The problem is that shame doesn’t usually result in clear thinking. It tends to result in avoidance.
The “financial shame spirals” research summary says shame can drive disengagement, and disengagement can make the hardship worse. That is the opposite of what most people want.
7) “Failure Is Permanent.”
This belief is the heaviest one. It’s the idea that a financial blowup defines you forever.
Astle described how the story can lock into identity:
“When someone begins to see their choices as a reflection of their worth or character, it doesn’t just impact their wallet.

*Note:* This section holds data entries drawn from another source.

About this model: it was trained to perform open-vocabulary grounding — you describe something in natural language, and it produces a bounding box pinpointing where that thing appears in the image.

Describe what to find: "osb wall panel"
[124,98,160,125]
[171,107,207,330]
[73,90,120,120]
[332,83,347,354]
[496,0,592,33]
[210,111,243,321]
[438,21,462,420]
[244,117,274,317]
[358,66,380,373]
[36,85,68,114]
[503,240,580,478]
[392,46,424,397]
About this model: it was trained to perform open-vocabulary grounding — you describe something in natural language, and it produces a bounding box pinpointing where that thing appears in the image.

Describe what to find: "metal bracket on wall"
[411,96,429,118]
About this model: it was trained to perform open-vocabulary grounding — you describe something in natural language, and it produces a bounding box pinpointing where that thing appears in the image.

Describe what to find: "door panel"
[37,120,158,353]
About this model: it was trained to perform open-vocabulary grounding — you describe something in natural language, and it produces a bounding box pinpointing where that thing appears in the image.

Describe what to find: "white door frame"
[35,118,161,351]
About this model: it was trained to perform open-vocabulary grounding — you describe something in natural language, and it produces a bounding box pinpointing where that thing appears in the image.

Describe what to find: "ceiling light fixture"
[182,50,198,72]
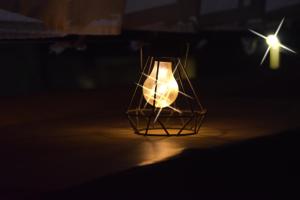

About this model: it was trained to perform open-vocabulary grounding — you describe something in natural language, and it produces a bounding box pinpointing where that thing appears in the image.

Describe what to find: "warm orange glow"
[143,61,179,108]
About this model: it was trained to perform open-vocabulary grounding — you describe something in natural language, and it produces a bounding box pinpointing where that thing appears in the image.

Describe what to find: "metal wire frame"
[126,45,207,136]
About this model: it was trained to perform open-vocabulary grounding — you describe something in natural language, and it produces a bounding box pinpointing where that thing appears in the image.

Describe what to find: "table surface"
[0,92,300,197]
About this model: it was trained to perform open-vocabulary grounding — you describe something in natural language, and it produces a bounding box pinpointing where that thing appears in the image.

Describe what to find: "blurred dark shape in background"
[0,0,300,96]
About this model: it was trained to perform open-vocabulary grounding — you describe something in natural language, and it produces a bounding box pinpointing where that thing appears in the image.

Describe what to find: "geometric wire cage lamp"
[126,44,206,136]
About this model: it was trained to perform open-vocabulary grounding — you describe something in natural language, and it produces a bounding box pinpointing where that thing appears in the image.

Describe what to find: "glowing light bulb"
[143,61,179,108]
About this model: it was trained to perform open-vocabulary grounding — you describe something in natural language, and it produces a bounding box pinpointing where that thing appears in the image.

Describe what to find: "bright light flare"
[249,18,296,69]
[266,35,280,48]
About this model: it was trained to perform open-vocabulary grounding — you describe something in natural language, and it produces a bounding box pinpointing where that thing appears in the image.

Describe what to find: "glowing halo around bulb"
[249,18,296,69]
[266,35,280,48]
[143,61,179,108]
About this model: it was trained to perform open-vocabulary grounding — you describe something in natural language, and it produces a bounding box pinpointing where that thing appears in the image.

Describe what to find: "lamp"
[126,44,206,136]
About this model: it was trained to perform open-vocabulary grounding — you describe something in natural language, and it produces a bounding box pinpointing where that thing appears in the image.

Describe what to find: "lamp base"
[127,109,207,136]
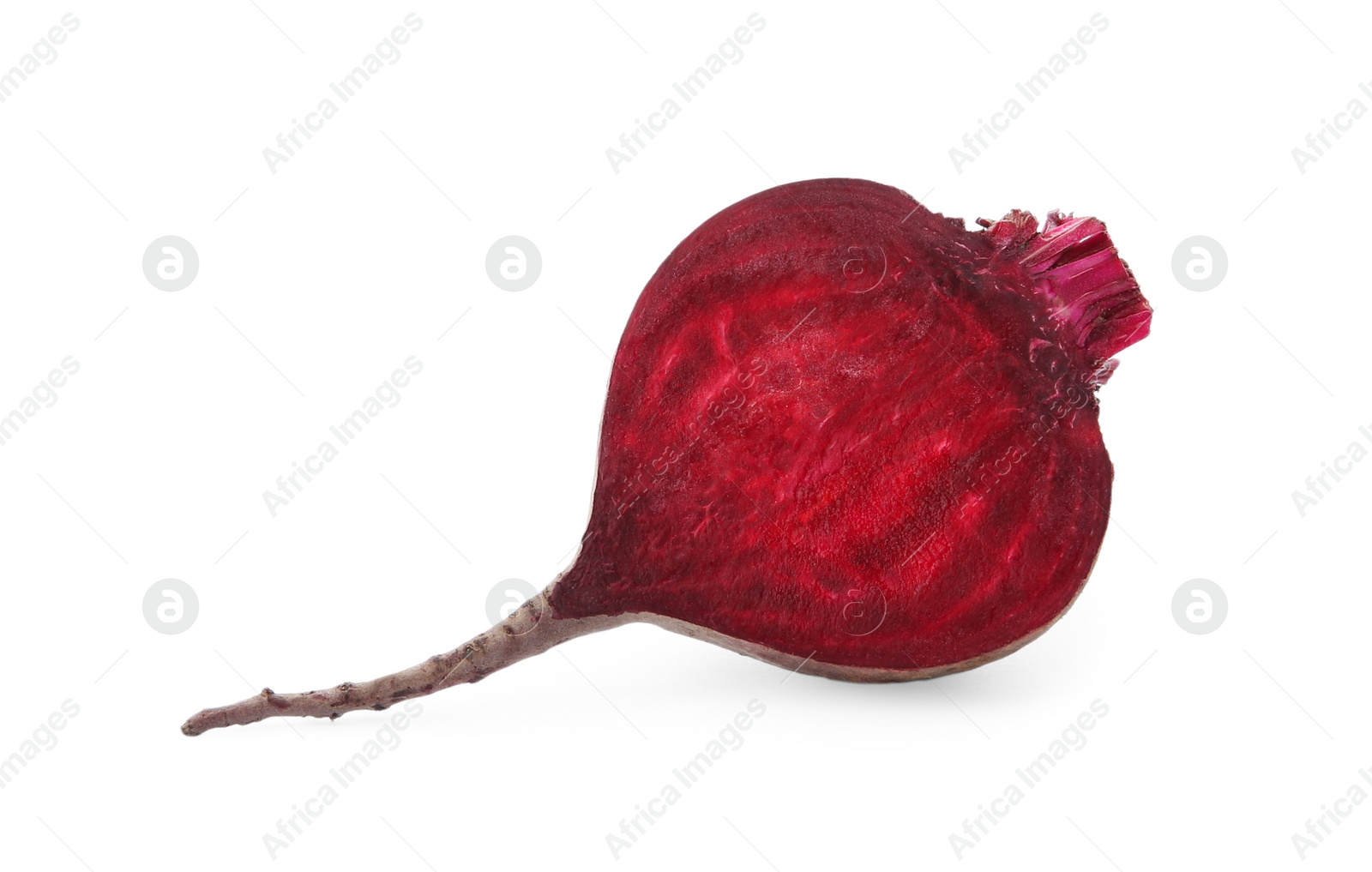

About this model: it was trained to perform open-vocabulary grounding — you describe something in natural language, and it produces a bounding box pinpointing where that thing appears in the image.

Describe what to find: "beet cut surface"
[183,179,1151,735]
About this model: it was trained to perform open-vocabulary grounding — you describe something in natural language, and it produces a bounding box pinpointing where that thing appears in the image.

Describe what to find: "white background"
[0,0,1372,872]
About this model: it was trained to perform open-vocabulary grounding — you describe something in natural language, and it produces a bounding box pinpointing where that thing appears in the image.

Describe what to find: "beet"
[181,179,1151,735]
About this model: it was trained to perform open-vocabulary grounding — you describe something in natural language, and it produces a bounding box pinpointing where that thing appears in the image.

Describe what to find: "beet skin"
[181,178,1151,737]
[547,179,1151,680]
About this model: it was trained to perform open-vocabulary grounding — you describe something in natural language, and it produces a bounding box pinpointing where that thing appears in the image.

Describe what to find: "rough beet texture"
[181,178,1151,735]
[549,173,1151,671]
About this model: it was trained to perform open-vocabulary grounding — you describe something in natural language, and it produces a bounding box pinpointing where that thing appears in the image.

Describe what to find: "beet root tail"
[181,590,623,737]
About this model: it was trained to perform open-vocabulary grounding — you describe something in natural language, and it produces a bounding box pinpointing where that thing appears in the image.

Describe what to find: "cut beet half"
[184,179,1151,733]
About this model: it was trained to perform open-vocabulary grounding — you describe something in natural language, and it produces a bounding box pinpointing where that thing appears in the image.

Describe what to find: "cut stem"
[181,586,626,737]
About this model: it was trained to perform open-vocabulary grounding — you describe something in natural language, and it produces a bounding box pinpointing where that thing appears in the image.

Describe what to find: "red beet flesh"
[547,179,1151,679]
[181,178,1151,737]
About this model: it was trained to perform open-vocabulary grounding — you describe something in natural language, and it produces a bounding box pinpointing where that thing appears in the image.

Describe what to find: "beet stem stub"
[183,178,1152,735]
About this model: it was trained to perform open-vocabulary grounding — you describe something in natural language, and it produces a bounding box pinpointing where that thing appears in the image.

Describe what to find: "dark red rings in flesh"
[547,179,1151,680]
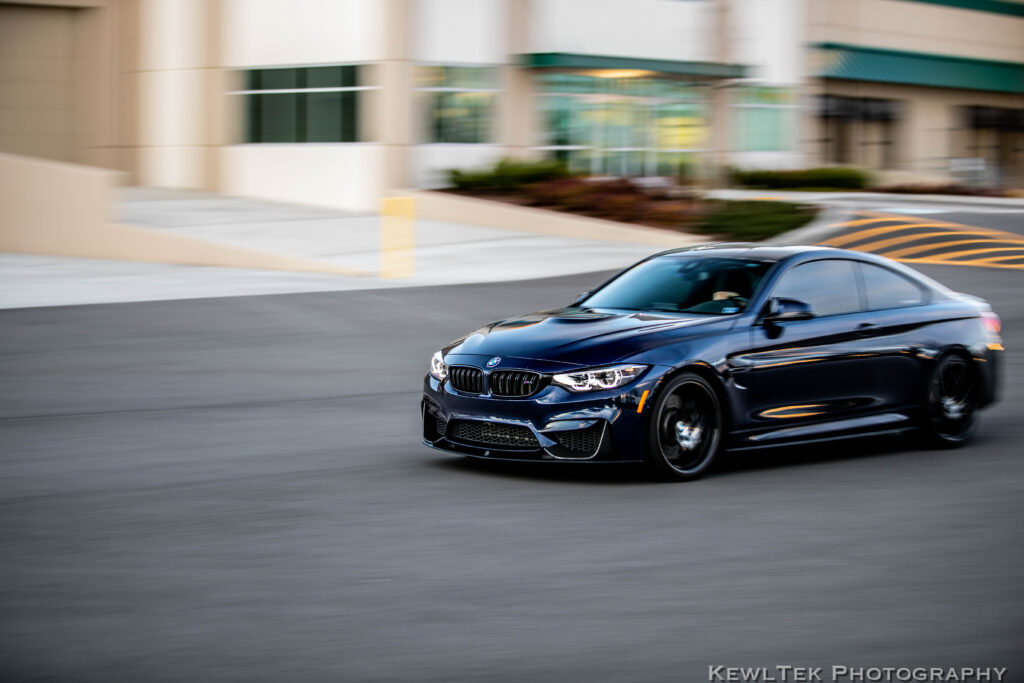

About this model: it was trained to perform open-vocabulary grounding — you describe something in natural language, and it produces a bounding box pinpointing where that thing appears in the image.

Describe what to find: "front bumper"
[421,367,669,463]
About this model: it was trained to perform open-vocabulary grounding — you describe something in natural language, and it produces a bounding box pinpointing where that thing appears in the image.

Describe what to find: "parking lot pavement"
[0,248,1024,683]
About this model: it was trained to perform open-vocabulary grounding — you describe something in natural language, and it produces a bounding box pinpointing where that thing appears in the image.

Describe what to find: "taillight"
[981,310,1002,339]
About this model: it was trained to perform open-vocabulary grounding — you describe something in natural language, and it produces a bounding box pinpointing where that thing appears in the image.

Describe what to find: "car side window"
[771,259,860,316]
[860,263,925,310]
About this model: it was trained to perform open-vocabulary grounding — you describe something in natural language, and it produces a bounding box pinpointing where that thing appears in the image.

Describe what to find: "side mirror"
[569,290,594,306]
[761,297,814,323]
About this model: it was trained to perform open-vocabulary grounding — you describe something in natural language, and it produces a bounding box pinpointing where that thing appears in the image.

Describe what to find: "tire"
[644,373,724,481]
[921,352,979,449]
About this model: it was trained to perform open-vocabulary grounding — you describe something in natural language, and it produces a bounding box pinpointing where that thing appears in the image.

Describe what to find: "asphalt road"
[6,216,1024,683]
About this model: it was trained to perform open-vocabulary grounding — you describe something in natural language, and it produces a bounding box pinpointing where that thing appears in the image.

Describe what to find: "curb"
[762,204,850,247]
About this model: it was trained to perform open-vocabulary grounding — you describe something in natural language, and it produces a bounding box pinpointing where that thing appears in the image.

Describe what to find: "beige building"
[0,0,1024,211]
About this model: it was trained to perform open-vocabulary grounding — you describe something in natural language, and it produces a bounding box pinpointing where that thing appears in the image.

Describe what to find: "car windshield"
[580,255,771,315]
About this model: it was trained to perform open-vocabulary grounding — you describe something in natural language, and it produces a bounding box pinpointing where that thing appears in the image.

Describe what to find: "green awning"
[521,52,745,78]
[814,43,1024,93]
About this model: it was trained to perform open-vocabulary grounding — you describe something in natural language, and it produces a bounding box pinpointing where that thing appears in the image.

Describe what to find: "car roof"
[650,242,882,262]
[644,242,949,293]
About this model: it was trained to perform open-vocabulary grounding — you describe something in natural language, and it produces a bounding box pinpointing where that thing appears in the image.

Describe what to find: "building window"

It becomes their identity.”
When failure feels permanent, people cling to any option that lets them delay the label.
They’ll refinance, take on a debt consolidation loan, borrow from family, or move balances from one card to another.
Some of those tools can help in the right situation. But when they’re used mainly to avoid shame, they can keep someone stuck.
What To Do If This Feels Familiar
Bankruptcy isn’t the right answer for everyone, and this isn’t legal advice. But if you’re drowning, it helps to separate the story from the facts.
Start with three simple questions:
- Is my debt shrinking or growing each month? If it’s growing, the plan you have may not be a plan; it may be a pause button.
- Am I avoiding the numbers because I’m scared of what they “mean”? If so, you may be dealing with shame more than strategy.
- Would I judge a friend as “bad” for using the law to recover from a financial crisis? If not, ask why the rules are harsher for you.
Practical next steps can include talking with a nonprofit credit counselor, getting a second opinion on a debt management plan, or speaking with a bankruptcy attorney for a consultation.
Even one honest conversation can reduce the fear, because it replaces vague dread with specific options.
For millennials especially, the bigger point is this: debt problems happen in a world with layoffs, medical bills, childcare costs, rent shocks, and student loan confusion. Your balance is not your identity.
If bankruptcy is on the table, it doesn’t have to be a story about failure. It can be a story about facing reality, choosing a path, and getting your life back.